At 2:51 pm -0500 12/11/98, Padraic Brown wrote:
>> 1. on the evidence of germination in Italian, should Brithenig prep. _a_
>> be followed by aspirant mutation;
>> ad + C > a + CC > a + Ch
>Germination? Is it planting season already? :-) I thought that
>particular prep. already aspirated, since the d of ad would have been
>reduced probably to dh then h,
No it wouldn't as the -d had been lost before consonants well before the
end of the BC period; -d remained _only_ before vowels as it still does in
>causing a mutation:
>ad casam --> adh casa --> ah chasse --> a chas or similar.
Main problem is that the _start_ in incorrect. Although Classical Latin
orthography had 'ad casam' it is clear it was pronounced [ak'kasa~] even
before the end of the BC period. It would've been [ak'kasa] in the
proto-language and, as I said elsewhere, I do not see how -kk- would
plausibly develop to -x- within what I understand of Brithenig. Certainly
it would not so develop in Brittonic Celtic.
Indeed, if /ad/ had remained before vowels - and there is no evidence that
it did so in Gaul, so we should be very wary of assuming it did in Britain,
the we'd have had adh before vowels.
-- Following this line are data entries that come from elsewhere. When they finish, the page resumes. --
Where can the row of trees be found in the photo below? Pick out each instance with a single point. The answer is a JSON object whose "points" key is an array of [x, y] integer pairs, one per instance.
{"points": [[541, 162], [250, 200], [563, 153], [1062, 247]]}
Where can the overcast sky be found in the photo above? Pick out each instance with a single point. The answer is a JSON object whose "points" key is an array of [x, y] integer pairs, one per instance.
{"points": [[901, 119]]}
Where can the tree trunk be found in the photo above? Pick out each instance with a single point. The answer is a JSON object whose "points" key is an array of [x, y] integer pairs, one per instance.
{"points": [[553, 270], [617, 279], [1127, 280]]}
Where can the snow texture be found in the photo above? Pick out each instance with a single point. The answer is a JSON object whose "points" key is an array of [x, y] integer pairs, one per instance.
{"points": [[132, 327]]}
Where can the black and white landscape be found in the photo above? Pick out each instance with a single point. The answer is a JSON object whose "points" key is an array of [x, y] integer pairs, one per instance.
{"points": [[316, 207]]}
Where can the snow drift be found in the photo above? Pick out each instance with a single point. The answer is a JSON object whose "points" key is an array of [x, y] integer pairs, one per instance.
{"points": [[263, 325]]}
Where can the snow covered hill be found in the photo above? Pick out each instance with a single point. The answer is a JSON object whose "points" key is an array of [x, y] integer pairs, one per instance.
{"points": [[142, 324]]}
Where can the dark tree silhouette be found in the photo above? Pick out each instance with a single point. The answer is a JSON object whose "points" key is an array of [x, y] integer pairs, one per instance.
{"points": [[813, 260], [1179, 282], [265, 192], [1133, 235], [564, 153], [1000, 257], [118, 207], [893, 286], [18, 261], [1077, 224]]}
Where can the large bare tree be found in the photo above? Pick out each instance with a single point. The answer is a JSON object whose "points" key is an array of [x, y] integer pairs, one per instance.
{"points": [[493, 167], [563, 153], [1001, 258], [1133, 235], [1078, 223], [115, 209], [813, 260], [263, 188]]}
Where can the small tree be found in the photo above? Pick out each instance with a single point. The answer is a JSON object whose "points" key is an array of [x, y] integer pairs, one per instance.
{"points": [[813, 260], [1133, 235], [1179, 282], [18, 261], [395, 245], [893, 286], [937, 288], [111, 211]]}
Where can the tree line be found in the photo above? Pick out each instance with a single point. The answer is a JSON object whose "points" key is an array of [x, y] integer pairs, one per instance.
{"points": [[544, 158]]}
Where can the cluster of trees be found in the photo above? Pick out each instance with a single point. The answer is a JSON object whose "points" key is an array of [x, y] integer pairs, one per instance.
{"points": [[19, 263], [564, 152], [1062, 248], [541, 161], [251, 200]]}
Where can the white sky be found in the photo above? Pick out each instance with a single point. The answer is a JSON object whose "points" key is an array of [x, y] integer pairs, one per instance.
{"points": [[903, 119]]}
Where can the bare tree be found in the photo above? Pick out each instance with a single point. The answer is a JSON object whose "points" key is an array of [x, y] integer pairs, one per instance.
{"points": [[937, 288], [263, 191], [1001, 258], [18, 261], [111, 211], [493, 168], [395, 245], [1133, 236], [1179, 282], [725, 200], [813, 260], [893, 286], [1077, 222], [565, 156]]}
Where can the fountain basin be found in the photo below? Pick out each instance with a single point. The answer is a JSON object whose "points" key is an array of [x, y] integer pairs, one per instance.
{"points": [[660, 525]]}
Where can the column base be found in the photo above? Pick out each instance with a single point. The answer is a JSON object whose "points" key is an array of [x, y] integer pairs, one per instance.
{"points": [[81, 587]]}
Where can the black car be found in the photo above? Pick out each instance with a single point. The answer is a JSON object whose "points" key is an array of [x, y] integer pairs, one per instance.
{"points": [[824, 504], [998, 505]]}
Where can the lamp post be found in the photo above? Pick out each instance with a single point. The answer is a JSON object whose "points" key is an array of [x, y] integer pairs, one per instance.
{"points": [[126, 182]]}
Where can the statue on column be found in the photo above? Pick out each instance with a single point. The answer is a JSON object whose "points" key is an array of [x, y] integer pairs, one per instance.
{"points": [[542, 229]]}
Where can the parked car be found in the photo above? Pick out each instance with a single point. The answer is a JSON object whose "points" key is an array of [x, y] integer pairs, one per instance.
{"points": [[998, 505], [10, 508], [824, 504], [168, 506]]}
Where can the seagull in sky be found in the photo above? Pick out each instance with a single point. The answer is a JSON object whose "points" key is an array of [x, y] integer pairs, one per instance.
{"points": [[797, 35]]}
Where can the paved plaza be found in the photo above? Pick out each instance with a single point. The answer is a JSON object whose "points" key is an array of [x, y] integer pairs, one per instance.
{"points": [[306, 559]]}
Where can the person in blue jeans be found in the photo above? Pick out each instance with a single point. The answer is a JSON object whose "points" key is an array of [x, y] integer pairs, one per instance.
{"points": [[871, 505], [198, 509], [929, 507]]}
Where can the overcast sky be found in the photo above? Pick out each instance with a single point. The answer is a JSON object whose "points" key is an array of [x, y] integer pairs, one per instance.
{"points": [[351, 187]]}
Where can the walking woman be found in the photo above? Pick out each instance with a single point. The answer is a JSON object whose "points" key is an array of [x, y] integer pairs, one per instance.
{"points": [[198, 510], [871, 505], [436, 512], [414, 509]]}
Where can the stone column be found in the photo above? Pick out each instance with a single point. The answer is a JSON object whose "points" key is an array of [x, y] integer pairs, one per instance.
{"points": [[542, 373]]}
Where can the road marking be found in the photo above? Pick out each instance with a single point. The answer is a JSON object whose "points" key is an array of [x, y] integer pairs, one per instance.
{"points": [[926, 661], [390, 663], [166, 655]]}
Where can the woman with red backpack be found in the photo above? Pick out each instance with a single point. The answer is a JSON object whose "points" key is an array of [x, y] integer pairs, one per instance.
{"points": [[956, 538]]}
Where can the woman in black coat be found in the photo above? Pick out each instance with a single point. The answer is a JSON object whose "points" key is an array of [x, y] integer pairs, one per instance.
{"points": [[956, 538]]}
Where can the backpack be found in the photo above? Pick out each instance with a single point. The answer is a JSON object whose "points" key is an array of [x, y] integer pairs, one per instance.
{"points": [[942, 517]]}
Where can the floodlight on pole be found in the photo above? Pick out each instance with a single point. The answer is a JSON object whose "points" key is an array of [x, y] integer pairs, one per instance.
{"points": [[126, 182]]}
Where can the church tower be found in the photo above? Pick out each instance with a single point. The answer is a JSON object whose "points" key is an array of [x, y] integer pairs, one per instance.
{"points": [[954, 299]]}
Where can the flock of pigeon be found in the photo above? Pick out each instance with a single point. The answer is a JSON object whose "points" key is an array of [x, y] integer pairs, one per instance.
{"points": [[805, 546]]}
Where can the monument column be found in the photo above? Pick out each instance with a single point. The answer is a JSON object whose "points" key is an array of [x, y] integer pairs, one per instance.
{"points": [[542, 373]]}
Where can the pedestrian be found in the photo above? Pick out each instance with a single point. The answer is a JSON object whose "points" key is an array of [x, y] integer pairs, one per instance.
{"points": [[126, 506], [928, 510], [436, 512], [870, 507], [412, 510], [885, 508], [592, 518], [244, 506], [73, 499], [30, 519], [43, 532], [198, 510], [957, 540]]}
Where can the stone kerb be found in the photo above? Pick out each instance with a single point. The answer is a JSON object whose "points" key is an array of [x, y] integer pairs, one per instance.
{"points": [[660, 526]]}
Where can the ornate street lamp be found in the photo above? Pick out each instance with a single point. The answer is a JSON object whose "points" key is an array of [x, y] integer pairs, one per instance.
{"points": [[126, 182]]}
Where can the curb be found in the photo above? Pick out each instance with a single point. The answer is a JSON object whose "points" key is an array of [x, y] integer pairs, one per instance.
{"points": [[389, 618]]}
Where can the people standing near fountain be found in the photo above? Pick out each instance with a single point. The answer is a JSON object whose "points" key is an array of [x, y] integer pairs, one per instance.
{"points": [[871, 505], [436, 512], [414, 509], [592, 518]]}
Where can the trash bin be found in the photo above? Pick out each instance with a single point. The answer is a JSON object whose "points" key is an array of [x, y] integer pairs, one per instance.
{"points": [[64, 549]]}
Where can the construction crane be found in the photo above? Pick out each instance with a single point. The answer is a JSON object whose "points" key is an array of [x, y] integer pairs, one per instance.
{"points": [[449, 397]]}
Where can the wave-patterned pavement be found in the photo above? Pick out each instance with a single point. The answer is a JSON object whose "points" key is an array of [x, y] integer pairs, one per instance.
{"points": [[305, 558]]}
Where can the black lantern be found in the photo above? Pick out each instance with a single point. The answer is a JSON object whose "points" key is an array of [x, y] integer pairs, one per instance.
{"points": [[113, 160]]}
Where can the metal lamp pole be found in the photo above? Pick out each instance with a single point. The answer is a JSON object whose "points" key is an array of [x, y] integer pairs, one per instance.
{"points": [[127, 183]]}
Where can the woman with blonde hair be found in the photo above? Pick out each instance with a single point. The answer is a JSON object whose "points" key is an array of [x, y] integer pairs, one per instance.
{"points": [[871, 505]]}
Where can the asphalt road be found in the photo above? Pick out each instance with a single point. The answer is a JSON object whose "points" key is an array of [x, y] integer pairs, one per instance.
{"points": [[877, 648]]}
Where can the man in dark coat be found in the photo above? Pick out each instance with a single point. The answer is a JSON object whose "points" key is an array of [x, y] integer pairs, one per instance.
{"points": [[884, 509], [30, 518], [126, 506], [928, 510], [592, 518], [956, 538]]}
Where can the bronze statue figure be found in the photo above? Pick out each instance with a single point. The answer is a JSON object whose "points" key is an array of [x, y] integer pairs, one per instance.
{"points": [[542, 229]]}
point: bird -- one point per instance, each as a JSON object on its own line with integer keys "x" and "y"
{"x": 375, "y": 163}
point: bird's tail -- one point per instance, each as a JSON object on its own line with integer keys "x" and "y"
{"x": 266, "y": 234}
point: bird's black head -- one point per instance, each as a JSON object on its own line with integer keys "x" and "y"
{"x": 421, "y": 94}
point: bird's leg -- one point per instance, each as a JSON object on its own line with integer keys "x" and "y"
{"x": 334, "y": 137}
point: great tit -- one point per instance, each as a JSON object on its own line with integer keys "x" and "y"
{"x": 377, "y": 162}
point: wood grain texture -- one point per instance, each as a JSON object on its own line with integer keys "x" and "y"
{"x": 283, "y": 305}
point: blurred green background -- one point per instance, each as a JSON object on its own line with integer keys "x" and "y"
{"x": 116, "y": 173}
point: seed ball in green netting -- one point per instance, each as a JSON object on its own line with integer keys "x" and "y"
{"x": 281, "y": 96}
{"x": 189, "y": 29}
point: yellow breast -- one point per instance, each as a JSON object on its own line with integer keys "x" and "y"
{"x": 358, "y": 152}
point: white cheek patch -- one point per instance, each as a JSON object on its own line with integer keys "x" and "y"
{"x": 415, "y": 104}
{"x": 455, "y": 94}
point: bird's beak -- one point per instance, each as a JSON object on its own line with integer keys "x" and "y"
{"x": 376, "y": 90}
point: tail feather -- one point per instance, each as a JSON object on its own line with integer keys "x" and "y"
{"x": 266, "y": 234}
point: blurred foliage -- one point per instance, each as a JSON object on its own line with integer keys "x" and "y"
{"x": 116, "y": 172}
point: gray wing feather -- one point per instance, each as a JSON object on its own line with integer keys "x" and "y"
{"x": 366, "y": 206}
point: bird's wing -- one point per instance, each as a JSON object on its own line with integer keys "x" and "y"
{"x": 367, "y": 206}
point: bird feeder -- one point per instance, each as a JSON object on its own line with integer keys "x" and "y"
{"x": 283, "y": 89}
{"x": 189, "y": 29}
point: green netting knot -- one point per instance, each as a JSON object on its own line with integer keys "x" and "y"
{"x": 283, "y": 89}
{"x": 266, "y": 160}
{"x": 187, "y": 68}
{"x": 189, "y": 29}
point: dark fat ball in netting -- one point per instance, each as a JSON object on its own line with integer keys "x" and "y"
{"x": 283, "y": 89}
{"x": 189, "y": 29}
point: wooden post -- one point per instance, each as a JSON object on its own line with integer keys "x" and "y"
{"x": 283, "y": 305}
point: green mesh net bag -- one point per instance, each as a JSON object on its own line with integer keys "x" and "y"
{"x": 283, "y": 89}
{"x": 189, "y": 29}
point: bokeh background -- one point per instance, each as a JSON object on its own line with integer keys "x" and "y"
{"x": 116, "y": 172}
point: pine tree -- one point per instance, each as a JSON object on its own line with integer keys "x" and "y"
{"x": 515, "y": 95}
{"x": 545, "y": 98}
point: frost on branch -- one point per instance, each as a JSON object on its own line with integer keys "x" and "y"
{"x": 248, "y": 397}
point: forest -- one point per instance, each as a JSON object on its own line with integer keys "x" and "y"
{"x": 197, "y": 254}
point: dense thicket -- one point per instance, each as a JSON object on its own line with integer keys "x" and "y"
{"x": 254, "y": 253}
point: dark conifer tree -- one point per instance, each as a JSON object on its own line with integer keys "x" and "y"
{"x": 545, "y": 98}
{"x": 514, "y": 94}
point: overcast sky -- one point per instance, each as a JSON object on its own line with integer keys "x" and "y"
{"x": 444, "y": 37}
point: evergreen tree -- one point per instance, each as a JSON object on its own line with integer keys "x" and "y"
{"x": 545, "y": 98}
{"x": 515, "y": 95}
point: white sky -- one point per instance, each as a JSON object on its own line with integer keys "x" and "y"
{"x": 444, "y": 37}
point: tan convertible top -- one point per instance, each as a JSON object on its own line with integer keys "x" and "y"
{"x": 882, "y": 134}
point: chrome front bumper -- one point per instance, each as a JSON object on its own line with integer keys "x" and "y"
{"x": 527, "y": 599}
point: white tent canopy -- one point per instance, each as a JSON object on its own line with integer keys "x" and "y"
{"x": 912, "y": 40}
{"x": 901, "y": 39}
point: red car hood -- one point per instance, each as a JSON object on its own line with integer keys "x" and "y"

But geminated consonants would
presumbly have become single consonants without any further mutation,
At 5:08 pm -0500 12/11/98, John Cowan wrote:
> How about collision with Latin a < ab, which would
>cause no mutation? Presumably this would be written af with silent f.
I don't see why it should not cause mutation if 'ad' is expected too.
But AFAIK 'a'/ 'ab'/'abs' [aps] did not survive as a separate preposition
in proto-Romance because of the obvious confusion with 'a(d)' especially
when vowel length ceased to be phonemic. The only survivals of 'a(b)' that
come to mind are:
Italian da (from) <-- DE A(B) - this causes gemination of a following
French avec (with [it]) <-- AB HOC - it can still be used adverbially in
modern French as well as in its more familar role as a preposition.